What’s in a name?
Rather a lot, actually. At least, there is when you are trying to build up the image of a fictional character. This is particularly true in short story writing, where you might well have an upper word limit. If you only have a thousand or fifteen hundred words to play with, you cannot waste any on detailed description; get the name right and you are halfway there.
What sort of information can one glean from a characters name? Their approximate age, for a start, or at least their generation. My mother’s contemporaries had names like Edith, Sybil or Maud. I grew up with Susans, Barbaras and Elaines, while my daughter’s friends were all Emmas, Lisas, Zoes, and Janes. Men’s names are possibly less subject to changing fashion, but still a Cyril sounds older than a Jason.
A characters name can also indicate social class – Fiona definitely sounds more upmarket than Tracey – though a certain amount of caution is advisable. Names often follow a cycle, starting off ‘posh’, then moving down the social scale as they become more popular, falling out of use for a while before reappearing at the top end again. So you really need to know what stage of the cycle a particular name had reached when your character was born! There are a number of useful Internet sites which list the most popular names in a given year, for example http://www.ssa.gov/OACT/babynames/
What else? Religion possibly. I doubt if you find many Protestants called Conceptua, or Roman Catholics called Luther. Many Biblical names are common to the Christian and Jewish tradition, but the form of the name can be a clue – whether Mary, Miriam or Mariamne.

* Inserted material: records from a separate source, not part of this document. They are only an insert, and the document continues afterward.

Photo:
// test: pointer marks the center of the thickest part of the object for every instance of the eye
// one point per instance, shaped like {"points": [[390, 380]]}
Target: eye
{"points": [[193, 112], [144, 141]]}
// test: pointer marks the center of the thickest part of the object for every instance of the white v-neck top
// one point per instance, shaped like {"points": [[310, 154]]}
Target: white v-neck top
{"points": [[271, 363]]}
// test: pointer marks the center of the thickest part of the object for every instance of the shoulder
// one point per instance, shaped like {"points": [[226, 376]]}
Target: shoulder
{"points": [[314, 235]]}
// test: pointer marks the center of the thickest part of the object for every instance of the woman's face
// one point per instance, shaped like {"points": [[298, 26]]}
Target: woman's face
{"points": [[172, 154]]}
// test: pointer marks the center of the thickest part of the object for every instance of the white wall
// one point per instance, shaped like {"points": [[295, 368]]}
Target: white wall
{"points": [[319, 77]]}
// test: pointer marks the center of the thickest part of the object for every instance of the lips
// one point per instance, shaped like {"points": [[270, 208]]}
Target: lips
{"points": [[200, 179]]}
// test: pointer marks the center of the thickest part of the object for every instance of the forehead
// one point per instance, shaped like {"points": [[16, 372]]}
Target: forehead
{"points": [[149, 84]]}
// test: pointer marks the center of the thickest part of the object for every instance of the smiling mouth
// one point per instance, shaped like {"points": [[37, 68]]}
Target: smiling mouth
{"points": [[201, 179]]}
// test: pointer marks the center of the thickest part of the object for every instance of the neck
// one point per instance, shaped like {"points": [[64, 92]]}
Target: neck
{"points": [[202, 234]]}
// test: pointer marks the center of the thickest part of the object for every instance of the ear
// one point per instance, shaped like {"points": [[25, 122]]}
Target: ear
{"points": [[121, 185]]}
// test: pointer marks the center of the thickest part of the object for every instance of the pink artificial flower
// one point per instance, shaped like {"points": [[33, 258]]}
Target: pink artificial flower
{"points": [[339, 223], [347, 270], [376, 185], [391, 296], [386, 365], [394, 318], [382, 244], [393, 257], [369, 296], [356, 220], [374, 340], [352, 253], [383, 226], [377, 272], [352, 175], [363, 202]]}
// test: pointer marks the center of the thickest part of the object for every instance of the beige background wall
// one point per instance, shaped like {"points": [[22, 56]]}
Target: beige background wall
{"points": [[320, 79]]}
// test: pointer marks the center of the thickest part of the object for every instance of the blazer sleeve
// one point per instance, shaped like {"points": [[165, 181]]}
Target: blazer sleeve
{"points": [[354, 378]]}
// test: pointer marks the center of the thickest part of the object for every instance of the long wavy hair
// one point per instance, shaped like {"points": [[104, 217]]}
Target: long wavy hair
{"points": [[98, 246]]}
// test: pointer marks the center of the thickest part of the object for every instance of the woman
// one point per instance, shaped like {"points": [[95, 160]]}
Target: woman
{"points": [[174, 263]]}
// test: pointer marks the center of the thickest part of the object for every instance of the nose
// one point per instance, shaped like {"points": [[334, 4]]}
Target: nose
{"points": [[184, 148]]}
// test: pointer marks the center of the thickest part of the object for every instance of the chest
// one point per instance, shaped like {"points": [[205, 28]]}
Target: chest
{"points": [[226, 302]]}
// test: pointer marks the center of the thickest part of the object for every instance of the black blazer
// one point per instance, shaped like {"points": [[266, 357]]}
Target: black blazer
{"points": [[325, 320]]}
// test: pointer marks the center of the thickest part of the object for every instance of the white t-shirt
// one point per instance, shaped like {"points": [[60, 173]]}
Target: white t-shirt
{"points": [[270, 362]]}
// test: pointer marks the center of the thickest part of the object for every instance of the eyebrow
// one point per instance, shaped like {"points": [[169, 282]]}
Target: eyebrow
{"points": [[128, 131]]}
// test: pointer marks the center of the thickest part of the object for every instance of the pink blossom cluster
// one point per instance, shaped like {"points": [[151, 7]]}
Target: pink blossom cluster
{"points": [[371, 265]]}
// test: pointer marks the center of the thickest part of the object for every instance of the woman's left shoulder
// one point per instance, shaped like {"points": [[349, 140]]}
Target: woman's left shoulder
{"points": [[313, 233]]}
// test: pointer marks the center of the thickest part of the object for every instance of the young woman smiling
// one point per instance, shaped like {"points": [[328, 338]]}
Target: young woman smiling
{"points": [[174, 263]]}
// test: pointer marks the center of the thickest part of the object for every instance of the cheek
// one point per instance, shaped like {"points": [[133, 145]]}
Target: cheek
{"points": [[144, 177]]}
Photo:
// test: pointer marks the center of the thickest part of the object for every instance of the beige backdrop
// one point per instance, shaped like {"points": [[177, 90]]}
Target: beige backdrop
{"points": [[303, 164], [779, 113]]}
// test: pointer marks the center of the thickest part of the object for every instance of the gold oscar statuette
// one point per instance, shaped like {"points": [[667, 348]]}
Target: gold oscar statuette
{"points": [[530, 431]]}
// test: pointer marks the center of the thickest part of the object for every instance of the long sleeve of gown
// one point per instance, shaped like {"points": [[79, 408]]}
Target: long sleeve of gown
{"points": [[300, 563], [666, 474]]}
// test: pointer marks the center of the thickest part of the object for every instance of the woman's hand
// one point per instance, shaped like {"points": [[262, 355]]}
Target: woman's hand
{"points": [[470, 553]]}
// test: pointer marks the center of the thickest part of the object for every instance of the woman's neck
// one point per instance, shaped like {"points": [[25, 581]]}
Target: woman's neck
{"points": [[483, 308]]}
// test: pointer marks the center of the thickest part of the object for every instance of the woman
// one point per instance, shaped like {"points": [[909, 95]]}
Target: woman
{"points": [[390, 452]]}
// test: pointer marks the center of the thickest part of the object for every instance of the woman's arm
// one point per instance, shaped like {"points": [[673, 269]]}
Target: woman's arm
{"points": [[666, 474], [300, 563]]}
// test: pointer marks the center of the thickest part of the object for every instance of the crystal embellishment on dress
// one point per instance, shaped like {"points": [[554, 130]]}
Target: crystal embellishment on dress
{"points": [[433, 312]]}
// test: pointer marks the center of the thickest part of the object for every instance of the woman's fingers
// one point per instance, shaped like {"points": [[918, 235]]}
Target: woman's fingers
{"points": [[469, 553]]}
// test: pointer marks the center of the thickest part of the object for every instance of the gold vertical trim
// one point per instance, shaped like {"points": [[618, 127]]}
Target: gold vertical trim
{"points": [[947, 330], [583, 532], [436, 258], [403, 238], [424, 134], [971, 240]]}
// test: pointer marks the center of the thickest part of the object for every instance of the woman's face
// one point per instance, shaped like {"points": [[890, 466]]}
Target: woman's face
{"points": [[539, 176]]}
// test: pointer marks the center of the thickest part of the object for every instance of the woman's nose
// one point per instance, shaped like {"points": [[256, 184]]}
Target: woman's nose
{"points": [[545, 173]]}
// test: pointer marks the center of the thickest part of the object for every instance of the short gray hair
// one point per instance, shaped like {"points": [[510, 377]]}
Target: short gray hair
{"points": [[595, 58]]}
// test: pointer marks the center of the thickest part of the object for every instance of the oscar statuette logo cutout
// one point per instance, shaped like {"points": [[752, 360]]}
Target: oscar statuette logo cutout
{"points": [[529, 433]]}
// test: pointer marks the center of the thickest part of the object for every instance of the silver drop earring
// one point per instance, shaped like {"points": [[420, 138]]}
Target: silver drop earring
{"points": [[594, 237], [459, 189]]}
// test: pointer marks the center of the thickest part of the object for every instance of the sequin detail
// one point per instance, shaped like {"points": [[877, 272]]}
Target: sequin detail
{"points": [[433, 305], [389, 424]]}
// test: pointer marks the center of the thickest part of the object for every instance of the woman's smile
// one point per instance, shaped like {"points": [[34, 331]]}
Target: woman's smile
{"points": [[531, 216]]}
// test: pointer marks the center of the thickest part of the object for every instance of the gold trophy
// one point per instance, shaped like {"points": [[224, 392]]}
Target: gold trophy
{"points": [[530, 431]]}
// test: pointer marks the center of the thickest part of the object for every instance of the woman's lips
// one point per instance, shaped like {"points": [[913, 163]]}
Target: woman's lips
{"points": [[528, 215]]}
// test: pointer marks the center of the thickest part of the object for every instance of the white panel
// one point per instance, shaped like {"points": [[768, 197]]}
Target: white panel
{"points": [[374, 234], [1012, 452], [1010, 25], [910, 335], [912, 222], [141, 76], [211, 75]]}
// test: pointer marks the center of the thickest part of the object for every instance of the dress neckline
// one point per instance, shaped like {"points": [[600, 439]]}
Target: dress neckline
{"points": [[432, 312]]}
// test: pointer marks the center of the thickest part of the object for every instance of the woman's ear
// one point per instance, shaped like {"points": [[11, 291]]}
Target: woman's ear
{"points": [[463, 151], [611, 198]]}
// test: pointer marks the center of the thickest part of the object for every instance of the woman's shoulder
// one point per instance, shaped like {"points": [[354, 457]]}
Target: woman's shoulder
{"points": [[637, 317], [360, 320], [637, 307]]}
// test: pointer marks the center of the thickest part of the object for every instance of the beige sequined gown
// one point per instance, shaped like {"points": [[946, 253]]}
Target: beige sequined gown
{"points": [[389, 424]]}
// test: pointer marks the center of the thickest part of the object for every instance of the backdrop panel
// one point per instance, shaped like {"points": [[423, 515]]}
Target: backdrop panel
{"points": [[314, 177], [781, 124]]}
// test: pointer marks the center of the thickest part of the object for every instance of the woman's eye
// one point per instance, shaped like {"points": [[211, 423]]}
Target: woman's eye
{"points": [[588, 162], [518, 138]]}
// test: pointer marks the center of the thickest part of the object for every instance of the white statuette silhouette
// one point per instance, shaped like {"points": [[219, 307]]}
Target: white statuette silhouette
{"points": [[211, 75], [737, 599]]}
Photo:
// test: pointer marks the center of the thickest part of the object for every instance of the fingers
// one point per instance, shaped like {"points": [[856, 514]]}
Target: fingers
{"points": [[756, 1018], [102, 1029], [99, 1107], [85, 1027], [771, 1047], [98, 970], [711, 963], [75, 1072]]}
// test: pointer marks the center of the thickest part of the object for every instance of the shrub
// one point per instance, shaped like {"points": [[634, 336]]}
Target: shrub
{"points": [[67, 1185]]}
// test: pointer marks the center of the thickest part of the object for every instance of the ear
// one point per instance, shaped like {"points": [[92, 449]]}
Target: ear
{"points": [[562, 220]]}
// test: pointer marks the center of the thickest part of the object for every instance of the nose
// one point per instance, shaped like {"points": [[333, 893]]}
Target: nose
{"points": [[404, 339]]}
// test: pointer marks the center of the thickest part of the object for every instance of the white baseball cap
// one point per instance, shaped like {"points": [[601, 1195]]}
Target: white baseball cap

Names also have geographical significance; you can use them to show where your character comes from. The twentieth century fashion for foreign names (especially female) means this is not as useful as it might be, but still, If you call a character Nicolai there is a strong possibility that he is Russian. They can be even more specific – Higginses come from London, while anything ending in ‘–bottom’ has to be from the north. A name can be used to make a character fit the setting of the story, or stand out from it. What ‘O Reilly’ tells you about a character will differ, depending on whether the story is set in Dublin, New York or Timbuktu.
Names also have to fit the historical period - you would not want to give an eighteenth century leading man a modern sounding name. No Jane Austen hero was ever called Wayne. Anglo-Saxon names, for instance, were very rare before the late nineteenth century (except among the Anglo-Saxons, of course).
Names in fiction are useful in expressing the personality of the character. If you want your hero or heroine to stand out, then give them an unusual name. Cliantha, say, or Tybalt. Good characters have pleasant sounding names – Angelica, Justin. Villains should sound villainous – Jasper, Hugo, Jezebel, Murdina. Or if you want your main character to be an ordinary person, give them an ordinary name – John, Anne, Peter, Mary.
Important though it is to find names which fit your characters, it is even more important to avoid ones which don’t fit. I read a novel once, in which the main characters were a pair of young lovers, in a modern setting. The author had called her hero ‘Clarence’. Surely nobody under eighty is called Clarence? To cap it all, she had called the heroine, an aspiring actress, ‘Mavis’! It was no use. No matter how vividly she described them, I could not believe in Mavis and Clarence. So pick a name which fits, whether it’s Rudolf and Belinda or any Tom, Dick or Harry. Well. Tom and Harry are OK. I might be a bit wary of Dick.